Deux obstacles ont déjà été surmontés, même s’ils ont pris du temps. D’abord, l’obtention des sillons, c’est-à-dire les horaires disponibles pour mettre en place le train. Il s’agit bien entendu d’un élément stratégique pour les entreprises qui lancent leur concept ; un mauvais horaire pouvant entraîner un échec rapide. Mais Railcoop a déjà l’expérience du système, ayant déjà lancé un premier train de marchandises entre Figeac et Toulouse depuis novembre 2021. Le second point est celui des matériels ferroviaires qu’il convient de trouver, les matériels neufs étant insuffisants. Les rames TER en provenance de Rhône- Alpes sont en cours de rénovation. Le lancement serait possible en novembre prochain.

Une mission à remplir

Les sociétaires de Railcoop tout comme son conseil d’administration ont une mission et une conviction.
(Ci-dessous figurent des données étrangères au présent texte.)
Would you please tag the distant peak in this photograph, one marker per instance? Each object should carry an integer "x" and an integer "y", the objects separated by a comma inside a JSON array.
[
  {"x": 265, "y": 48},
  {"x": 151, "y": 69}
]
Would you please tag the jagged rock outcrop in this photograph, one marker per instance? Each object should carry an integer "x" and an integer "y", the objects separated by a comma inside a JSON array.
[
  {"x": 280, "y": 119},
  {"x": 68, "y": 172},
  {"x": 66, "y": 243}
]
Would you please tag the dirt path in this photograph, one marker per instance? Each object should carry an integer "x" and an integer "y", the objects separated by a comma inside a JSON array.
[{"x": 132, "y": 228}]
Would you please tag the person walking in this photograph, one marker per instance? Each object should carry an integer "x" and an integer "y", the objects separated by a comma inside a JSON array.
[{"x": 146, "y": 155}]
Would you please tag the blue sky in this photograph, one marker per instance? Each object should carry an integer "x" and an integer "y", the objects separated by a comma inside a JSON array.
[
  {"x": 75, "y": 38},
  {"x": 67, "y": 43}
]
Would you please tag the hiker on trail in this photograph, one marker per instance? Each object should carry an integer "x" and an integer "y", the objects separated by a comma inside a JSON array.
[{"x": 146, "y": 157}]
Le ferroviaire est un transport d’avenir, non totalement exploité à ce jour, que ce soit pour le fret comme pour les passagers. Redonner du sens, voici qui résonne aujourd’hui, y compris pour la première coopérative française qui rassemble 11 347 sociétaires début 2022 répartis en 5 collèges : salariés, partenaires techniques et financiers, collectivités locales, personnes physiques, personnes morales. L’objectif n’est pas de faire de la concurrence à la SNCF, mais de proposer des lignes province-province économiquement viables. Bref, le but est de faire basculer des personnes de la route vers le train avec des tarifs compétitifs, y compris par rapport au covoiturage.
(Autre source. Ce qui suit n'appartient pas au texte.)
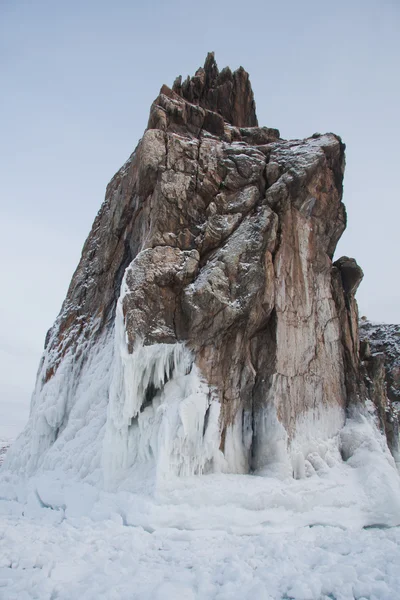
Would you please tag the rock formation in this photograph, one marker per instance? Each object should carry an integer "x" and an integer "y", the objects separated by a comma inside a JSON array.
[
  {"x": 380, "y": 365},
  {"x": 206, "y": 327}
]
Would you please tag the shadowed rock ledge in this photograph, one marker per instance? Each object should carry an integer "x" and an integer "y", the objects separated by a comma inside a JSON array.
[{"x": 216, "y": 237}]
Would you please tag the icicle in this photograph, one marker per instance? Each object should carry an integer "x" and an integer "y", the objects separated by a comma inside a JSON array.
[{"x": 160, "y": 411}]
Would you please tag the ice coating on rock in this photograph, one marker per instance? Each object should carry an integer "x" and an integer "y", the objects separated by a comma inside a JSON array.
[{"x": 206, "y": 328}]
Une organisation très au point

Nicolas Debaisieux assure la direction générale de cette société commerciale d’intérêt collectif (SCIC) qui a une obligation d’équilibre économique et fonctionne sans subvention publique. Spécialiste des questions de changement climatique, il a travaillé plus de 15 ans dans l’administration publique française et européenne. Il dirige une équipe de pros du ferroviaire qui veulent « réinventer le train », un moyen de transport qui est « un maillon essentiel de la transition écologique ». Dominique Guerrée, le président du conseil d’administration est un professionnel du fonctionnement de la coopérative, ayant lui-même fondé la coop de production Mix&Mouse et cofondé la SCIC Céléwatt. Différents cercles de réflexion travaillent sur le présent et le futur, par exemple la possibilité de faire des visio, mais aussi les trains-vélo, les bagages, etc.